В 1906 году сразу после родов второго сына Даниила Шурочка умерла. Четыре года их брака Леонид Андреев считал самыми счастливыми в своей жизни. Неслучайно возникли слухи, что его второй сын Даниил стал для него трагическим напоминанием о потере любимой жены и будто он не хотел его видеть. Это было не так, но судьбе было угодно разделить братьев: старший сын Вадим с отцом и его новой семьей оказался за границей, а Даниил остался в московском доме Добровых.
Вначале его растила бабушка, которую внуки звали «Бусенькой»; ее предчувствия по поводу брака дочери все-таки оправдались, ее Шурочка умерла совсем молодой, и всю горькую любовь она вложила в маленького Даниила. Когда внуку было шесть лет, она умерла, заразившись от него скарлатиной.
Так для Даниила Андреева Елизавета Михайловна Доброва стала мамой Лилей, а Филипп Александрович – отцом.
У Елизаветы Михайловны и доктора Доброва было двое своих детей. В этой семье существовала традиция называть детей или Филиппами, или Александрами. Когда у Добровых родилась девочка, ее назвали Александра, предполагая, что мальчика уже не будет, однако мальчик родился – и его тоже назвали Александром.

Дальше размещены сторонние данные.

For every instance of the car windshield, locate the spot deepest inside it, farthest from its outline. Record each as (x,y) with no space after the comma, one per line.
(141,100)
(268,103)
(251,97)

Это всегда было предметом шуток их многочисленных друзей.
Дом доктора Доброва находился между Пречистенкой и Арбатом, в Малом Левшинском переулке; здесь по большей части селились ученые, врачи, профессора. В то время, когда в дом в качестве домашней воспитательницы маленького Даниила пришла Ольга Бессарабова, всё выглядело, как в старой московской пьесе.
Первый этаж. Медная табличка с надписью: «Доктор Добров». Звонок с улицы.
Глава семьи Филипп Александрович, несмотря на докторское звание, был человеком гуманитарным: хорошим музыкантом, страстным любителем античной литературы. Помимо медицинского факультета Московского университета он окончил консерваторию по классу фортепиано. За роялем совершенно преображался, каждый вечер музицировал, сам или со своим другом пианистом Игумновым играл в четыре руки. Доктору Доброву тогда было около сорока лет, он был полным человеком, выше среднего роста, немного сутуловатым, с бородкой клинышком, с пушистыми усами. Голос у него был низкий и приятный, баритональный, он с удовольствием пел, аккомпанируя себе на рояле. Густые брови и ресницы подчеркивали серо-голубые, глубоко сидящие глаза. Смех был заразительным и раскатистым, и смеялся он громко, но как-то всегда в меру, не навязчиво и не надоедливо.
К своим пациентам он ездил по всей Москве. В этих поездках, по большей части в трамвае, он выучил несколько европейских языков, читал книги в оригинале.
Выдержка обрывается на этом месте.